Lets Talk Germs

Let’s talk germs

Have you ever noticed that you can see the tell-tale sign of a greasy trail as you swipe the touch screen of your cell phone?

People aware of it often mention that their phone is filthy ... but what you can see may be just the tip of the iceberg when it comes to the cleanliness of your phone. That greasy, oily residue may be home to 10 times the amount of disease-causing germs than you would find on a toilet seat.

Researchers from the London School of Hygiene & Tropical Medicine and Queen Mary, University of London sampled 390 cell phones and hands. After analyzing the samples, they found 92 percent of cell phones had bacterial on them, 82 percent of hands had bacteria and 16 percent of both had E. coli bacteria.

Touch screens transfer microorganisms to the fingers easier than other surfaces. According to a study published in the Journal of Applied Microbiology, “About 20 to 30 percent of viruses on a glass surface similar to a smart-phone screen will transfer to your fingertips,” said study author Tim Julian, Ph.D.

From your fingertips, it is a short trip to the mouth, eyes and nose, which are the key access points for viruses and harmful bacteria to enter the body.

Many of us wash our hands diligently before cooking or eating and after using the bathroom, yet we seem to forget that our cell phones are veritable breeding grounds of germs and also need to be washed frequently and / or sanitized with an appropriate sanitizer that will kill the germs without harming the touch-screen surface.

Lab tests of phones have found staphylococci, e-coli and MRSA bacteria, flu viruses, pink-eye and 27- to 42-thousand times the amount of fecal-related bacteria that is allowed in one 1/2 cup of drinking water.

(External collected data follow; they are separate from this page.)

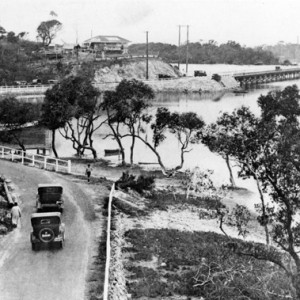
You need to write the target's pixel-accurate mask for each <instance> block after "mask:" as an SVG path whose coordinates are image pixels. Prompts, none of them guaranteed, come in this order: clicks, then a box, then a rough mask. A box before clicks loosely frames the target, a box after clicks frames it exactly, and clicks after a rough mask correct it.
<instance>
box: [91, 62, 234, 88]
mask: <svg viewBox="0 0 300 300" xmlns="http://www.w3.org/2000/svg"><path fill="white" fill-rule="evenodd" d="M146 72H147V66H146V62H145V60H137V61H135V60H132V61H127V62H123V63H119V64H115V65H112V66H110V67H104V68H99V69H98V70H96V72H95V79H94V82H95V85H96V86H97V87H98V88H99V89H100V90H102V91H105V90H114V89H115V88H116V86H117V85H118V84H119V82H121V81H122V80H123V79H127V80H131V79H137V80H142V81H144V82H145V83H146V84H148V85H149V86H151V87H152V89H153V90H154V91H155V92H166V93H199V92H200V93H202V92H203V93H209V92H220V91H226V90H232V89H235V88H237V87H239V83H238V82H237V81H236V80H235V79H234V77H233V76H231V75H226V76H221V80H220V81H219V82H217V81H215V80H213V79H211V76H203V77H193V76H182V74H181V73H180V72H179V71H178V70H177V69H176V68H175V67H173V66H172V65H170V64H168V63H165V62H163V61H162V60H160V59H151V60H149V63H148V80H146ZM161 76H165V79H159V77H161Z"/></svg>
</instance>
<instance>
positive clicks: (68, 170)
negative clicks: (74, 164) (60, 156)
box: [68, 160, 71, 173]
mask: <svg viewBox="0 0 300 300" xmlns="http://www.w3.org/2000/svg"><path fill="white" fill-rule="evenodd" d="M68 173H71V161H70V160H68Z"/></svg>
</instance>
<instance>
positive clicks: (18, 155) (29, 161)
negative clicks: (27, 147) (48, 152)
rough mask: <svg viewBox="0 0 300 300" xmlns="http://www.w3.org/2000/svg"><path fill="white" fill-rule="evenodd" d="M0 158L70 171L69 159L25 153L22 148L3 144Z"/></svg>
mask: <svg viewBox="0 0 300 300" xmlns="http://www.w3.org/2000/svg"><path fill="white" fill-rule="evenodd" d="M0 158H1V159H6V160H10V161H13V162H18V163H21V164H22V165H29V166H32V167H38V168H41V169H45V170H49V171H55V172H63V173H71V161H70V160H63V159H57V158H53V157H50V156H44V155H40V154H31V153H25V152H24V151H22V150H17V149H14V148H9V147H5V146H0Z"/></svg>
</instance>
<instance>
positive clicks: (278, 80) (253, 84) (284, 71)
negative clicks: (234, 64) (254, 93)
mask: <svg viewBox="0 0 300 300" xmlns="http://www.w3.org/2000/svg"><path fill="white" fill-rule="evenodd" d="M233 77H234V78H235V80H237V81H238V82H239V83H240V85H241V86H246V85H254V84H260V83H268V82H276V81H283V80H293V79H299V78H300V68H293V69H280V68H276V69H275V70H273V71H258V72H248V73H236V74H233Z"/></svg>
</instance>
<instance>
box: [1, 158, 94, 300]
mask: <svg viewBox="0 0 300 300" xmlns="http://www.w3.org/2000/svg"><path fill="white" fill-rule="evenodd" d="M0 174H5V175H6V177H9V178H10V179H11V180H12V181H13V183H14V184H15V185H16V187H17V190H16V192H17V193H18V194H19V195H20V200H21V205H20V206H21V209H22V220H21V226H20V228H17V229H15V230H14V232H12V233H11V234H9V235H8V236H6V237H4V238H3V239H1V240H0V298H1V300H27V299H28V300H29V299H30V300H48V299H49V300H50V299H51V300H60V299H64V300H65V299H70V300H77V299H78V300H83V299H84V291H85V276H86V271H87V266H88V259H89V256H90V250H89V249H90V246H91V245H90V244H91V230H90V225H89V224H90V222H91V221H93V219H94V218H95V215H94V210H93V206H92V204H91V203H90V201H89V197H88V196H87V194H86V193H85V192H84V191H83V189H81V188H80V187H79V186H80V185H78V184H76V182H74V181H72V179H71V177H64V176H62V175H59V174H55V173H51V172H47V171H43V170H39V169H35V168H30V167H26V166H22V165H20V164H13V163H10V162H7V161H2V160H0ZM53 182H59V183H61V184H63V186H64V187H65V189H64V194H65V195H66V198H67V199H66V204H65V211H64V214H63V221H64V223H65V225H66V241H65V248H64V249H62V250H60V249H42V250H40V251H37V252H34V251H32V250H31V244H30V231H31V224H30V215H31V213H32V212H34V205H35V194H36V190H37V185H38V184H39V183H53Z"/></svg>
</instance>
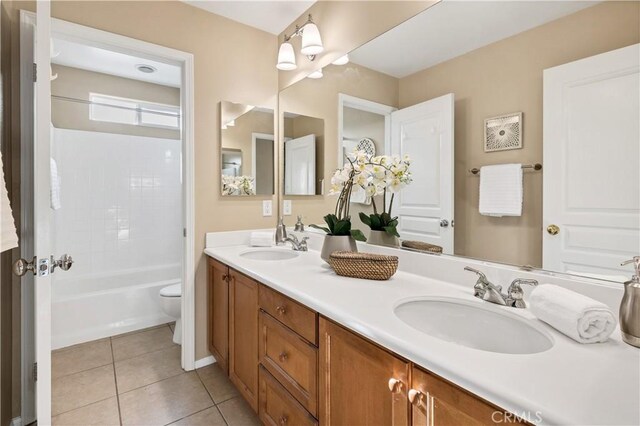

The presence of germs takes on even more importance in a health care setting. Tests of mobile phones belonging to hospitalized patients and their visitors have been found to contain multidrug-resistant viruses or bacteria.

This is not a surprise since people take their cell phones everywhere and will pass them to a total stranger to take a group picture.

Seven ways to reduce your risk

  • Wash your hands frequently, especially after using the bathroom. E. coli bacteria from fecal matter can survive on hands and surfaces for hours. Washing your hands will also help prevent mobile phone contamination of viral infections like the norovirus, rotavirus and the flu.
  • Wipe your phone down with a disinfectant once or twice a day. ALWAYS check with your phone’s manufacturer for the best cleaning product and method so you do not damage your cell phone screen. Some household cleaner manufacturers also offer a line of cleaners specifically for electronic devices.
  • Be careful where you place your phone. When your cell phone touches money in your purse, the table of a restaurant or the counter of at a department store, it picks up germs.
  • Don’t share your phone with others.
  • Don’t take your cell phone to the gym.
  • Don’t use your phone in the bathroom.
  • Use a bluetooth or other hands-free device to minimize keyboard-to-face-contact.